As TradeWinds has reported, two key investors — believed to be Scorpio group and Canadian institutional investor Mackenzie Financial Corp — have agreed to provide a $20m equity line of credit to help win bank concessions.

Common shares

The other contribution is Scorpio group's entry of its 13 OSVs in return for $22.6m, to be paid in common shares at a rate to be determined.

“This gave Scorpio the opportunity to consolidate all of its assets into one vehicle,” Lauro said. “We don't want two vehicles with conflicting assets in the same sector, much as we have one vehicle in Scorpio Tankers and one in Scorpio Bulkers.”

The combination gives NAO 10 units operating in the improving North Sea market and 13 largely tied to contract employment in West Africa.

But even put together, the company still lacks ideal scale in fleet size and, especially, market capitalisation at only $23m.

Executives of Scorpio group recognise the need for growth in both areas.

“We're trying to make a countercyclical play here by getting in at the bottom," Scorpio Tankers chief operating officer Cameron Mackey said. “We're constructive on asset values and looking to make accretive acquisitions.

"At the same time, the public listing is sub-scale. You can't realistically operate a public company at such a low market cap. We're aligned to first remediate or stabilise the company, and then to turn to how to find complementary assets to build it to a sizeable operation — and that doesn’t mean becoming the size of a Tidewater or a Bourbon.”

Lenders DNB and SEB already have agreed to extend waivers on $150m in debt through the end of January 2020.

There is also an agreement in place to roll over the $139.9m drawn portion of that facility into 2023 if certain conditions are met. While the company has not disclosed those conditions, they are likely to involve raising more equity.

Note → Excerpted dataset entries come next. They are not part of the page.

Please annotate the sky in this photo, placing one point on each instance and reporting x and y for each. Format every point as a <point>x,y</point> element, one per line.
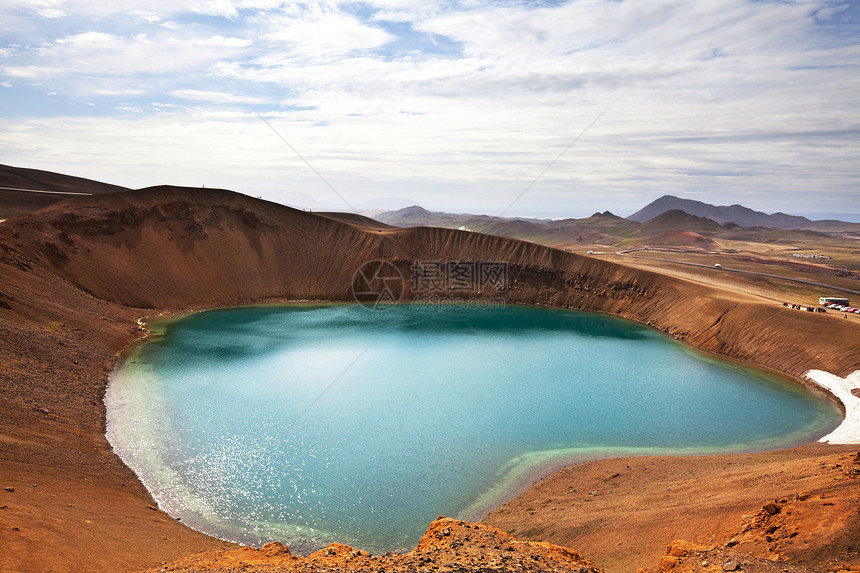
<point>542,108</point>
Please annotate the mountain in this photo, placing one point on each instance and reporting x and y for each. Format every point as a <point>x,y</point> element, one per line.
<point>677,220</point>
<point>738,214</point>
<point>76,277</point>
<point>26,190</point>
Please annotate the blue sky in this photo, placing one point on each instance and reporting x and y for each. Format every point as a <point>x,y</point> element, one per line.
<point>456,105</point>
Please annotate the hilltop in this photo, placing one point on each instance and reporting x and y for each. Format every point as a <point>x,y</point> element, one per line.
<point>76,276</point>
<point>737,214</point>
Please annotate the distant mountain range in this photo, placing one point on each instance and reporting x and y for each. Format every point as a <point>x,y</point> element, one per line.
<point>738,214</point>
<point>669,221</point>
<point>662,223</point>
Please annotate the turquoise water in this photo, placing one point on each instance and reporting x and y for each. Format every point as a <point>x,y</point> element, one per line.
<point>310,424</point>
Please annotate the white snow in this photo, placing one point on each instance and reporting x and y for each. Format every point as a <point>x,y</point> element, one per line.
<point>848,431</point>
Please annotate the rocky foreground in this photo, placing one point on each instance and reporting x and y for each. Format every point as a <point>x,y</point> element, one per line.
<point>448,545</point>
<point>76,276</point>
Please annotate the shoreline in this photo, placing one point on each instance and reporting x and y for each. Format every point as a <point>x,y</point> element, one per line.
<point>847,391</point>
<point>519,477</point>
<point>74,286</point>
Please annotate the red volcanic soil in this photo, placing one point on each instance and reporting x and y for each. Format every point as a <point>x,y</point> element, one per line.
<point>76,276</point>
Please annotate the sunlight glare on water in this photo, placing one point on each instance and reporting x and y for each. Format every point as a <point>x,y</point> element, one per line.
<point>318,423</point>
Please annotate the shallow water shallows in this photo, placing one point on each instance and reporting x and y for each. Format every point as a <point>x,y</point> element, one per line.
<point>318,423</point>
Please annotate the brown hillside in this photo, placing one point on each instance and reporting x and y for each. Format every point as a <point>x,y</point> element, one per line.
<point>681,239</point>
<point>75,276</point>
<point>14,181</point>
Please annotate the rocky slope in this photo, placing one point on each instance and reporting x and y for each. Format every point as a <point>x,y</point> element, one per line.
<point>75,276</point>
<point>448,545</point>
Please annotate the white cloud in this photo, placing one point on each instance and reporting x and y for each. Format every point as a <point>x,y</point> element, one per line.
<point>216,97</point>
<point>326,34</point>
<point>731,95</point>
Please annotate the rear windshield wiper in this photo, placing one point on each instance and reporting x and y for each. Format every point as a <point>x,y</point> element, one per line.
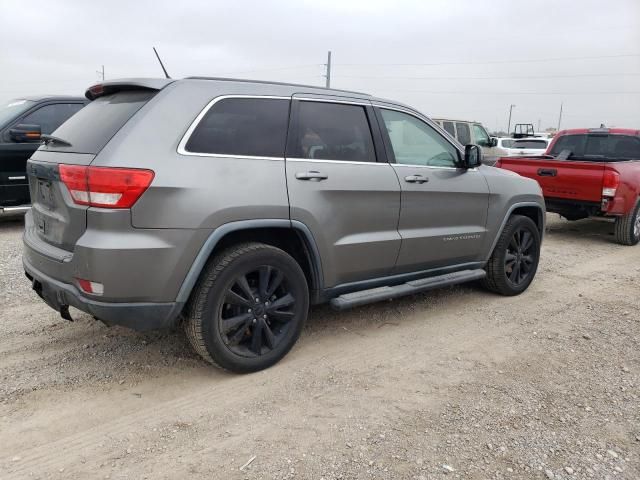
<point>47,139</point>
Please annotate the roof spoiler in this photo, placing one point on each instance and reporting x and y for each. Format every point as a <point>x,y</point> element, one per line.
<point>113,86</point>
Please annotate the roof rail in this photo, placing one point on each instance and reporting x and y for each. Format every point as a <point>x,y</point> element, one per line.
<point>268,82</point>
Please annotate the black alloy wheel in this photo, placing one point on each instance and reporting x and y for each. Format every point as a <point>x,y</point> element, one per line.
<point>256,312</point>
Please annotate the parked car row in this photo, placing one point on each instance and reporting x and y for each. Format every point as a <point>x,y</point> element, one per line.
<point>230,206</point>
<point>22,124</point>
<point>589,172</point>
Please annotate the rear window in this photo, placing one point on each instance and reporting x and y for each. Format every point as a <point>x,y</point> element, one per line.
<point>253,127</point>
<point>91,128</point>
<point>598,147</point>
<point>541,144</point>
<point>464,133</point>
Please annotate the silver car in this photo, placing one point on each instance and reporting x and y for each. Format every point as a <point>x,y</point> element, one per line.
<point>230,206</point>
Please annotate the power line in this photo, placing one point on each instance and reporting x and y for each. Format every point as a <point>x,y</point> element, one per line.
<point>551,59</point>
<point>510,93</point>
<point>515,77</point>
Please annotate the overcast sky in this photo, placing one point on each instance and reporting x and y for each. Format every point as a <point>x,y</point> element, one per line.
<point>460,59</point>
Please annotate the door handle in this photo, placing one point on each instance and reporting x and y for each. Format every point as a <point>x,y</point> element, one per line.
<point>547,172</point>
<point>416,179</point>
<point>312,175</point>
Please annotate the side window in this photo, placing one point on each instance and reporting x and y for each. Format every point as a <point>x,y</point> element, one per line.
<point>416,143</point>
<point>480,135</point>
<point>464,135</point>
<point>333,131</point>
<point>448,126</point>
<point>255,127</point>
<point>50,117</point>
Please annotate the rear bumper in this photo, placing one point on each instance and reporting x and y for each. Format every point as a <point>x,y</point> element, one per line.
<point>138,316</point>
<point>10,211</point>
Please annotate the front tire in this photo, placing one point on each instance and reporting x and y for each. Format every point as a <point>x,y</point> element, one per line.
<point>514,261</point>
<point>627,227</point>
<point>248,308</point>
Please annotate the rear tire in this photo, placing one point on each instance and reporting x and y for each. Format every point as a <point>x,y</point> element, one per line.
<point>514,261</point>
<point>627,227</point>
<point>248,308</point>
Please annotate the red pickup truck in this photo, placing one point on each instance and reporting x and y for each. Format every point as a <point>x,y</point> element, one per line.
<point>589,172</point>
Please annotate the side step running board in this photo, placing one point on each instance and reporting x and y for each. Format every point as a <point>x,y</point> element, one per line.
<point>355,299</point>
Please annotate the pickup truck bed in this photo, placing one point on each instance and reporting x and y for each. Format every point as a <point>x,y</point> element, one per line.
<point>588,173</point>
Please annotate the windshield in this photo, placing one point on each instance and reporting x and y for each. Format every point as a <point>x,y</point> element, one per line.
<point>11,110</point>
<point>598,147</point>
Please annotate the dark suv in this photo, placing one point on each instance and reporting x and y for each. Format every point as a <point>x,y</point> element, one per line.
<point>22,122</point>
<point>231,206</point>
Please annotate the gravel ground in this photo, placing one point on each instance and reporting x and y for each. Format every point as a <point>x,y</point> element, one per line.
<point>456,383</point>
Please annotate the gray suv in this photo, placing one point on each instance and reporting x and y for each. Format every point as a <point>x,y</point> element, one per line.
<point>230,206</point>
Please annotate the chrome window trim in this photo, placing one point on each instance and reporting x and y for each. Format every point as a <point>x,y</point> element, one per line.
<point>331,100</point>
<point>475,169</point>
<point>349,162</point>
<point>187,135</point>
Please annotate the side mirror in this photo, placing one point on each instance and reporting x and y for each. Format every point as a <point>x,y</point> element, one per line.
<point>472,156</point>
<point>25,133</point>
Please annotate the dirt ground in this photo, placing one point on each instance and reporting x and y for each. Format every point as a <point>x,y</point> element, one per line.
<point>457,383</point>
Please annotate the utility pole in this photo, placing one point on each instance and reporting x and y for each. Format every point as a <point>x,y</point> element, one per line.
<point>509,124</point>
<point>560,117</point>
<point>328,74</point>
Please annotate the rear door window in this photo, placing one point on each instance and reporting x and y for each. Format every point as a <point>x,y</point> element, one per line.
<point>253,127</point>
<point>50,117</point>
<point>449,128</point>
<point>91,128</point>
<point>333,131</point>
<point>464,134</point>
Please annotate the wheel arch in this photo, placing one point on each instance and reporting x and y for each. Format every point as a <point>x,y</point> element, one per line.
<point>293,237</point>
<point>532,210</point>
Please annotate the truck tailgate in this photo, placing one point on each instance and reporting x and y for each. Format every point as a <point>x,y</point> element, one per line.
<point>565,179</point>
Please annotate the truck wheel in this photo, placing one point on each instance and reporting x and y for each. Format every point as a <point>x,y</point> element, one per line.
<point>627,228</point>
<point>514,260</point>
<point>248,308</point>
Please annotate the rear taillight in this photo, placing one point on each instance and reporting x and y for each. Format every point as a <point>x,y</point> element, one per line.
<point>105,187</point>
<point>610,183</point>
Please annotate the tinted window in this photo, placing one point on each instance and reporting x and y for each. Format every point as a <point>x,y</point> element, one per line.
<point>11,110</point>
<point>254,127</point>
<point>613,147</point>
<point>542,144</point>
<point>598,147</point>
<point>416,143</point>
<point>334,131</point>
<point>573,143</point>
<point>50,117</point>
<point>480,135</point>
<point>464,135</point>
<point>93,126</point>
<point>448,126</point>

“If we were indifferent about being public, we could have taken out the 10 vessels on a private basis with the banks," Mackey said.

'Thresholds to meet'

"There are thresholds we need to meet in building out a broader investor base that will be in keeping with an extension of the facility. Everyone is focused on maintaining a proper public company. The banks have given us a chance, but we have to improve the shareholder register."

Investors appear to like what they have seen so far.

On NAO’s formal announcement of the restructuring before markets opened on Monday, shares rose to $3.12 — a gain of nearly 24% on more than three times the usual trading volume.